BEPOTASTINE BESILATE is a Ophthalmic Antihistamine that works by Bepotastine besilate is a selective histamine H1 receptor antagonist that inhibits histamine release from mast cells and reduces eosinophil chemotaxis, thereby suppressing allergic inflammatory responses.. ACTRON is a NSAID that works by Acetaminophen (paracetamol) is a non-opioid analgesic and antipyretic. Its mechanism is not fully understood but involves inhibition of cyclooxygenase (COX) enzymes in the central nervous system, reducing prostaglandin synthesis. It also modulates the endocannabinoid system and serotonergic pathways.. They differ in pharmacokinetic profiles, FDA-approved indications, and side effect profiles.

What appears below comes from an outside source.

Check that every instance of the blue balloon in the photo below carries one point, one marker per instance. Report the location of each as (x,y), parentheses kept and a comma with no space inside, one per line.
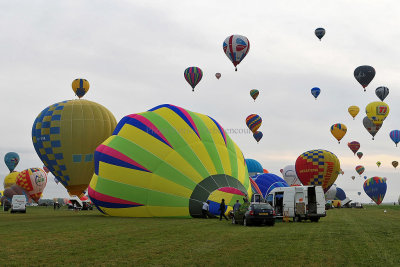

Potency comparisons between BEPOTASTINE BESILATE and ACTRON depend on the specific clinical indication. These are agents from distinct pharmacological classes and are not directly interchangeable by dose. A physician or clinical pharmacist should guide any therapeutic switching decisions.
The standard adult dose of BEPOTASTINE BESILATE is: 2 mg/m L ophthalmic solution: 1 drop in each affected eye twice daily.. The standard adult dose of ACTRON is: Oral: 400 mg every 4-6 hours as needed for pain; maximum 1200 mg/day.. Dosing should always be individualized based on indication, renal and hepatic function, age, and other patient factors.
No direct drug-drug interaction has been formally documented between BEPOTASTINE BESILATE and ACTRON in current clinical databases. However, individual patient risk factors including other medications, organ function, and comorbidities should always be evaluated by a qualified healthcare provider.
The maternal-fetal safety profiles differ. BEPOTASTINE BESILATE is classified as Category C. Bepotastine besilate is not recommended during pregnancy. Animal studies have shown no teratogenic effects at doses up to 200 mg/kg/day in rats (approximately 200 times the human c. ACTRON is classified as Category C. First trimester: Based on animal studies and limited human data, possible increased risk of cardiovascular and neural tube defects. Second/third trimester: Risk of premature closur. Always consult a maternal-fetal medicine specialist before taking either drug during pregnancy or lactation.